Implications pour l’Emploi
Enfin, il y a bien sûr les implications pour l’emploi, et ce n’est pas seulement pour les startups, mais pour chaque entreprise. L’émission d’hier portait entièrement sur le mémo IA de Shopify, qui, comme je l’ai soutenu, n’était pas strictement qu’un gel d’embauche léger, et pourtant les implications étaient fonctionnellement un gel d’embauche léger. Certains ont même spéculé que c’était le point réel sous-jacent et que c’était une façon acceptable pour le marché de le faire sans effrayer les investisseurs.
L’IA créait déjà des conversations très dynamiques au sein des entreprises sur la façon dont elles envisagent la dotation en personnel à l’avenir. Avec les prédictions de récession mises à jour minute par minute cette semaine, ces conversations doivent s’accélérer. Nous avons déjà vu à quel point le ralentissement relativement normal a été dévastateur pour le secteur technologique en 2023, et cela pourrait être bien pire.
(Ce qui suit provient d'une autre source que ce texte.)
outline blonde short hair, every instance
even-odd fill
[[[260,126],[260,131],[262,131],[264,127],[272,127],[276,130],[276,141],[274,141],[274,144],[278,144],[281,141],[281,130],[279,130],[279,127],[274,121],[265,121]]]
Bien sûr, les licenciements ne sont traditionnellement pas une option particulièrement bienvenue pour les dirigeants d’entreprise. Ils ont tendance à être considérés comme un signe de faiblesse et de ralentissement de la croissance. Cependant, si une récession ou un ralentissement se produit, ce sera le premier où l’IA est un remplacement viable pour une certaine quantité de ce travail humain.
J’ai parlé de la façon dont je pense que nous devons traverser la phase d’efficacité de l’IA, où les entreprises la traitent principalement comme un moyen de réduire les coûts plutôt que d’exploiter de nouvelles opportunités. Je pense que cela va se produire beaucoup plus rapidement en raison de tout ce qui se passe avec les tarifs et leurs impacts en aval, comme la récession.
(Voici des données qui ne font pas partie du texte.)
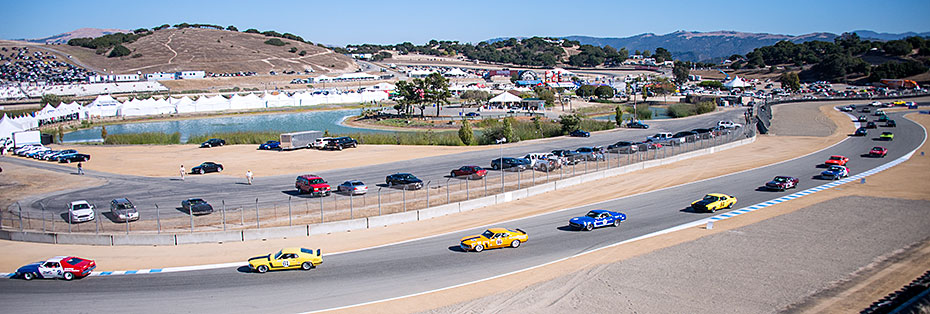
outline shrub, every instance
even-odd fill
[[[266,44],[266,45],[272,45],[272,46],[279,46],[279,47],[280,47],[280,46],[287,45],[286,42],[284,42],[283,40],[277,39],[277,38],[272,38],[272,39],[266,40],[266,41],[265,41],[265,44]]]
[[[107,55],[107,58],[128,56],[131,53],[132,51],[129,51],[129,48],[126,48],[123,45],[117,44],[116,46],[113,46],[113,50],[110,50],[110,54]]]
Conclusion : Un Avenir Incertain
Rien de tout cela n’est certain. Une partie de ce qui rend cet environnement si difficile est qu’il n’est vraiment pas clair pour quiconque exactement quel est l’objectif final, car nous ne le savons pas. Il est difficile pour quiconque de prendre des décisions claires, et nous allons donc opérer dans une période d’instabilité pour l’avenir prévisible.
L’impact sur l’IA n’est bien sûr qu’un petit ensemble d’impacts dans une mer radicale de transformations que ces nouvelles politiques engendrent, mais même ici, dans notre petit coin du monde, il y aura clairement de grands changements qui découleront de tout cela.
Pour l’instant, cependant, c’est tout pour l’analyse d’aujourd’hui sur l’impact des tarifs douaniers sur l’industrie de l’IA. Merci de votre lecture et à bientôt.